Les paris de Mahjoubi
Le secrétaire d’Etat chargé du numérique évoque l’intelligence artificielle
Algorithmes, robots, géants du Web .... Le secrétaire d’Etat chargé du numérique Mounir Mahjoubi passe en revue pour « 20 Minutes » les espoirs et les craintes que suscite la technologie.
Alors que le mathématicien et député Cédric Villani doit dévoiler « dans les prochaines semaines » son rapport sur l’intelligence artificielle (IA), le secrétaire d’Etat chargé du numérique, Mounir Mahjoubi, nous a ouvert les portes de son bureau de la rue Saint-Dominique, à Paris (7e). Il passe en revue les questions éthiques que posent ces technologies de « simulation de l’intelligence » et bat en brèche les idées reçues.
La Chine et Google vont dominer le monde, on est foutus. En 2016, la Chine a annoncé qu’elle investirait 100 milliards de yuans (12,8 milliards d’euros) dans le développement de son marché de l’IA au cours des trois prochaines années. La France joue petit bras à côté, non ?
Si on fait la somme de ce que la France a investi dans la recherche publique et numérique, dans l’Inria (Institut national de recherche en informatique et en automatique), au CNRS, et l’accompagnement d’investissement dans les entreprises innovantes, on a déjà fait pas mal. La question est de savoir comment faire beaucoup plus stratégiquement pour créer les conditions de l’accélération. On attend du rapport qu’il nous dise où mettre les curseurs.
On ne peut pas faire confiance à un algorithme. Des scientifiques mettent en garde contre la complexité des algorithmes que personne ne sait contrôler…
Il faut créer les conditions de la confiance pour réaliser les objectifs que sont la croissance économique et l’accélération dans la recherche. Le projet TransAlgo d’Inria vise à créer des dispositifs technologiques d’évaluation de transparence et de loyauté des technologies. Elle injecte des informations au début de ces algorithmes et analyse ce qui en sort. On pourra ainsi mesurer les déviations par rapport aux objectifs qu’on avait donnés à la plateforme.
Les robots vont tous nous tuer #JeSuisSarahConnor. En août, des responsables d’entreprise ont écrit une lettre ouverte aux Nations unies pour mettre en garde contre les dangers des armes autonomes, surnommées « robots tueurs »…
Certains usages possibles de l’IA ne sont pas souhaitables pour la société. Sur le sujet des robots tueurs, la ministre de la Défense a dit que ce n’était pas un sujet sur lequel nous allions chercher. L’un des objets du rapport sera de fixer des lignes rouges.
Nos enfants n’ont pas d’avenir s’ils n’apprennent pas à coder. Depuis 2016, le code informatique fait partie des programmes de l’école primaire et du collège. Faut-il aller plus loin dans l’enseignement numérique ?
Très tôt, les enfants doivent comprendre ce qu’est une donnée, comment elle est stockée, comment elle se transfère, se modifie, se supprime. Il ne s’agit pas d’en faire des codeurs, mais plutôt d’une introduction au code. Le second sujet est le suivant : quel niveau d’expertise veut-on donner aux enfants à la fin du cycle scolaire général? Je pense qu’il faut offrir à tous les bacheliers un niveau de base assez important.

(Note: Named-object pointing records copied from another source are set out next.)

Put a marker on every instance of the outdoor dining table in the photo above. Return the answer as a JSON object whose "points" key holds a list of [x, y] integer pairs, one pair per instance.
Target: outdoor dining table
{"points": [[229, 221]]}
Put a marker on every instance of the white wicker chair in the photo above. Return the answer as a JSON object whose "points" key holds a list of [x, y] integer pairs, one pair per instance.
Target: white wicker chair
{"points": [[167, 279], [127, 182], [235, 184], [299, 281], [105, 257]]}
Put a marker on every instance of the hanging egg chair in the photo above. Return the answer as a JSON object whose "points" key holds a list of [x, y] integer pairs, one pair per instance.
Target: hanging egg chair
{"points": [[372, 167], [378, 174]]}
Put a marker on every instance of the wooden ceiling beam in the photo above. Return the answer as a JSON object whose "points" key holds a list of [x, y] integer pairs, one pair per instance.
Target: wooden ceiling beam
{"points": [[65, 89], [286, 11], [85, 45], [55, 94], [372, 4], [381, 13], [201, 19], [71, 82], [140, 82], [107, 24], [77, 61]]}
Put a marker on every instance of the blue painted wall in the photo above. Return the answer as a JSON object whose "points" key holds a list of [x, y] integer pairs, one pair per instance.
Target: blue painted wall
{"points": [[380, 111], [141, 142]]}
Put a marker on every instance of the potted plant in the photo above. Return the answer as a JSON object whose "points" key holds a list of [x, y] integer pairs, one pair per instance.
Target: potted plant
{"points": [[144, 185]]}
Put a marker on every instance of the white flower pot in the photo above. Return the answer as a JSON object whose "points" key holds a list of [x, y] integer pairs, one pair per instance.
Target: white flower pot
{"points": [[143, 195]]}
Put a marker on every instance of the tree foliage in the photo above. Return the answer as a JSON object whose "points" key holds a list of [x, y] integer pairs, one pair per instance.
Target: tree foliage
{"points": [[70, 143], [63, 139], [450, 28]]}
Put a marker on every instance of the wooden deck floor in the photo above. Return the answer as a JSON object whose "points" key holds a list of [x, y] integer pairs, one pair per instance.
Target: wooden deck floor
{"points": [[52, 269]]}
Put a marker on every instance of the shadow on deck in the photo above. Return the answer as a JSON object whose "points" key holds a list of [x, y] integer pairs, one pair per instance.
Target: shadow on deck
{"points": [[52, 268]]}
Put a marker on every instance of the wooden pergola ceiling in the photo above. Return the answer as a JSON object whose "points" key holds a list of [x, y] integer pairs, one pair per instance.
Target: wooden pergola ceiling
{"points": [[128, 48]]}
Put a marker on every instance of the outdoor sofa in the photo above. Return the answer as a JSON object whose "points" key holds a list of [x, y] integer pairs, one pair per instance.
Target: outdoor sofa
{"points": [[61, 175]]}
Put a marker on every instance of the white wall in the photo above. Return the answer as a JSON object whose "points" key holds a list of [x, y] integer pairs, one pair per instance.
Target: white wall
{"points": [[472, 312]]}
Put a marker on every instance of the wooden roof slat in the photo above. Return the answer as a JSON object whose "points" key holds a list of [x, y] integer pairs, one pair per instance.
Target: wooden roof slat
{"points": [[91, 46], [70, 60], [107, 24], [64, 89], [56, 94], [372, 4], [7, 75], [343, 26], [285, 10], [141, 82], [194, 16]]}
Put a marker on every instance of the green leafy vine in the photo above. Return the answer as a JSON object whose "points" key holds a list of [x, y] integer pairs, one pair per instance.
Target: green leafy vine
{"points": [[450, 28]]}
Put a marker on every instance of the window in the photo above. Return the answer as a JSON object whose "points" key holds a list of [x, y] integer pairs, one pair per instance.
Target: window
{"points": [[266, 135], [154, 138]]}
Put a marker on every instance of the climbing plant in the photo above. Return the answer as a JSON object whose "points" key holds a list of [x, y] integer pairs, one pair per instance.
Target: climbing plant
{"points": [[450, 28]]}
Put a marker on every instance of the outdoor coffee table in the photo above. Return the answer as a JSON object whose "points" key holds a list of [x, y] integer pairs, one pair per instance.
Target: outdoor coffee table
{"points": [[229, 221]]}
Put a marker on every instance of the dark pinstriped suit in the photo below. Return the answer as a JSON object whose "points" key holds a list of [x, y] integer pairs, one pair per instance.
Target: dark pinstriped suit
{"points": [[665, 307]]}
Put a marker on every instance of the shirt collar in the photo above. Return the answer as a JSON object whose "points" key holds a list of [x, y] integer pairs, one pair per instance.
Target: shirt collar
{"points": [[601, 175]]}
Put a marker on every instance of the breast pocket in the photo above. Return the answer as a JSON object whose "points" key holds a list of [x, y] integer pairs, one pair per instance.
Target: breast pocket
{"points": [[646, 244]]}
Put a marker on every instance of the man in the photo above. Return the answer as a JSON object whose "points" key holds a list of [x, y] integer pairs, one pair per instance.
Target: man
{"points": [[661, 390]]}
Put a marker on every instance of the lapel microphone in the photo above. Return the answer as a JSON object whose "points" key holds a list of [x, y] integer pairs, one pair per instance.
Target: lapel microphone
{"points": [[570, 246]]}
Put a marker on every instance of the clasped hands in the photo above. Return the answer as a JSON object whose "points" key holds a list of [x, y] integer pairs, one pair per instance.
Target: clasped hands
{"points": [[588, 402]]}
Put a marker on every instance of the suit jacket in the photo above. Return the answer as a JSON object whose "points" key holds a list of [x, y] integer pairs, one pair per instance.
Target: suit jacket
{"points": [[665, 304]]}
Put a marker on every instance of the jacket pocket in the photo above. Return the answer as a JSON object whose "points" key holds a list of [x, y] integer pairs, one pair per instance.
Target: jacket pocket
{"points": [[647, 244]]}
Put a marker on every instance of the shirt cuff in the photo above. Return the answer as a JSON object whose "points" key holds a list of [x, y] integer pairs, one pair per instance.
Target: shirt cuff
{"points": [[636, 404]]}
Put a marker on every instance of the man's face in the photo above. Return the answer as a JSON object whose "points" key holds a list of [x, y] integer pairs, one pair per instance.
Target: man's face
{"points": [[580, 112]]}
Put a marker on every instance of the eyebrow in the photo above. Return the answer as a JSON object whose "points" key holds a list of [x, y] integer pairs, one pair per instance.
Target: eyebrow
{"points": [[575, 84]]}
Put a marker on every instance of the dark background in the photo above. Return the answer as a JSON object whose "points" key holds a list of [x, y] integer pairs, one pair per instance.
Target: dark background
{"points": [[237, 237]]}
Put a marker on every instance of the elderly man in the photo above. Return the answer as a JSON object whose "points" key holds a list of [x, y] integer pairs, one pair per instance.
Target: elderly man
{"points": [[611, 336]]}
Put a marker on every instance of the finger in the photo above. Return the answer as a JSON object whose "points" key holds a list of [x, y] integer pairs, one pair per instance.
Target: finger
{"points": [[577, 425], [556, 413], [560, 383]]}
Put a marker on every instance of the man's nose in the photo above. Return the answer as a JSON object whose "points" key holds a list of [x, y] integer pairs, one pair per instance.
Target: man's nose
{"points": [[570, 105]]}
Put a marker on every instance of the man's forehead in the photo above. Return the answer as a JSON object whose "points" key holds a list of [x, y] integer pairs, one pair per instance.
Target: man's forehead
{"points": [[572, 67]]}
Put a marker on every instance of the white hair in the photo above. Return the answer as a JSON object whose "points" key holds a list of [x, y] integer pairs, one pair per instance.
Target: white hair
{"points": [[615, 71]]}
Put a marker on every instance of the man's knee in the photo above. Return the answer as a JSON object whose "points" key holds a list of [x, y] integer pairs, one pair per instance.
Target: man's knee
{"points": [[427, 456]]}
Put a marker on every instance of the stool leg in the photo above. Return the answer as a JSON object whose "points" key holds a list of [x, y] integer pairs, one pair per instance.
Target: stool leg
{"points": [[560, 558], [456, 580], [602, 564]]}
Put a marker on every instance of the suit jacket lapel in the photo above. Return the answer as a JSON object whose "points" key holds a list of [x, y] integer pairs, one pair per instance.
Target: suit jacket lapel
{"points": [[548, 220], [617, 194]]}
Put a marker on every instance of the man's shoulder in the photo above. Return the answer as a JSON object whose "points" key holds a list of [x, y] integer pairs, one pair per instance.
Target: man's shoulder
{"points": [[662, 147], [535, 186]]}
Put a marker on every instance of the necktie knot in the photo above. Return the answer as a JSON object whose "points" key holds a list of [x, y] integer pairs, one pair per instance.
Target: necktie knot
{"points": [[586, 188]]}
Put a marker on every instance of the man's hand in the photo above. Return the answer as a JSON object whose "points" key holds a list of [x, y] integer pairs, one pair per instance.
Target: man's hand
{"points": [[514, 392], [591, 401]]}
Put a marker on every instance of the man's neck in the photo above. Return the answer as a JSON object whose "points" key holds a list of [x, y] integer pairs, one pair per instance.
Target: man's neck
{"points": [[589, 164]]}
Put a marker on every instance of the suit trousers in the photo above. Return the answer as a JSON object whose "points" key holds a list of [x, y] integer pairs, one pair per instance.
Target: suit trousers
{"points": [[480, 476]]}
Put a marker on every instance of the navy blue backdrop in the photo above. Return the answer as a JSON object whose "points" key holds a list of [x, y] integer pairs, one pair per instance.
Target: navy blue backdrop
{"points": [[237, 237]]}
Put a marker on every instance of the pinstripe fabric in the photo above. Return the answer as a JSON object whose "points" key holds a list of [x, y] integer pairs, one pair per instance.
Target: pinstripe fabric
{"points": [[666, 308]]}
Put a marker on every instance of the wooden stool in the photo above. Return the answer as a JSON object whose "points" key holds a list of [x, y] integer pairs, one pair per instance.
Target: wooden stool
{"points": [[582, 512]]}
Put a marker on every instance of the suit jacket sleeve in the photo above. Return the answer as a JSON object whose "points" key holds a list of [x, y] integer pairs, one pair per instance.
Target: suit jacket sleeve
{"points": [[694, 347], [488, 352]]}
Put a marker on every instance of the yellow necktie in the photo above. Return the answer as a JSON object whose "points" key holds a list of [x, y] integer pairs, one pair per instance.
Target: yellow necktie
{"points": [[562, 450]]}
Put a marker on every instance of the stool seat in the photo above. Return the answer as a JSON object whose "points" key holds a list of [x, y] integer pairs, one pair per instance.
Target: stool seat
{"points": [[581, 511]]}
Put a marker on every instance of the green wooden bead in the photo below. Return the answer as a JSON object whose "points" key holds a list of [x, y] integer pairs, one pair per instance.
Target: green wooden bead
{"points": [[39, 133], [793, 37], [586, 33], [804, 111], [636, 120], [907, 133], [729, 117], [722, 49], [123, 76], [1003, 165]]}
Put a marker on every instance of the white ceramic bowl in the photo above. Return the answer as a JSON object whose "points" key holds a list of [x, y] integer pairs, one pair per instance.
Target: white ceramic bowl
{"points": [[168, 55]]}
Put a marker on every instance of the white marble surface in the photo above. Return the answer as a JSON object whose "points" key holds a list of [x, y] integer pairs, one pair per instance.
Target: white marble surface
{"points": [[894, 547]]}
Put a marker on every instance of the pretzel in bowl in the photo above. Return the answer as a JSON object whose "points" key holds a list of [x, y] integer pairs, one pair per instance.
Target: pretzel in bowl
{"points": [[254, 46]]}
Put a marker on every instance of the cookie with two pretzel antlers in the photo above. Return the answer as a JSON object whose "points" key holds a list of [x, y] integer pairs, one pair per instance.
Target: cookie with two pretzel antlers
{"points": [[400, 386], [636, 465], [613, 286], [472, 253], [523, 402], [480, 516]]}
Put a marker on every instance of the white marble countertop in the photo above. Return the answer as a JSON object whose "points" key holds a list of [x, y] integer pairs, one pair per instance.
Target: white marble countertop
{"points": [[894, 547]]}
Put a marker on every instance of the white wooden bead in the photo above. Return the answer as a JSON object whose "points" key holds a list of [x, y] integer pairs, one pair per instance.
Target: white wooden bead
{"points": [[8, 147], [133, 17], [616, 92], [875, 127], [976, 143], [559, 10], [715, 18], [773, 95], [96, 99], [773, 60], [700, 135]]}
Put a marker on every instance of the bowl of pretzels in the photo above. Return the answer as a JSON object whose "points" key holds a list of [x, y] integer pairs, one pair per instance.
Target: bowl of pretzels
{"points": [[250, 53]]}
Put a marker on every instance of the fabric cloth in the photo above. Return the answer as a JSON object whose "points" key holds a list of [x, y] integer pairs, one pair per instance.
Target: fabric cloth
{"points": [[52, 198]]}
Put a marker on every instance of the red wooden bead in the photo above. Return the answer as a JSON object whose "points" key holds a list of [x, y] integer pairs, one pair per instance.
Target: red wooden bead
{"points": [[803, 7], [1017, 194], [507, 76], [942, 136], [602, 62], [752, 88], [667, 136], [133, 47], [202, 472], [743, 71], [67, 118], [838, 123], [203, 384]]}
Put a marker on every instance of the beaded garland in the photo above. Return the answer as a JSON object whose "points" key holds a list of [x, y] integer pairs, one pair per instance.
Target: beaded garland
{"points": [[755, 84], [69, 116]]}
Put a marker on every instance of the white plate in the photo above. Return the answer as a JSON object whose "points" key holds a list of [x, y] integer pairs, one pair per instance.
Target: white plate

Les robots vont tous nous mettre au chômage. L’automatisation pourrait être le prochain bouleversement du marché du travail. Selon certaines études, les robots vont mettre une grande partie de la population au chômage…
Aujourd’hui, une première thèse dit : « A un horizon plus ou moins proche, 90 % des jobs disparaîtront et tout le monde sera à la rue. » L’autre scénario dit : « Il y aura autant de jobs qui vont disparaître que de jobs qui vont être créés. » Quel que soit le scénario, que dois-je faire pour être sûr qu’on puisse prendre les bonnes décisions dans un an, cinq ans, dix ans? Un des paris du gouvernement, ce sont les transitions professionnelles des personnes, c’est pour cela qu’on met 15 milliards d’euros dans le plan d’investissement compétences. On doit pouvoir s’adapter aux différentes éventualités.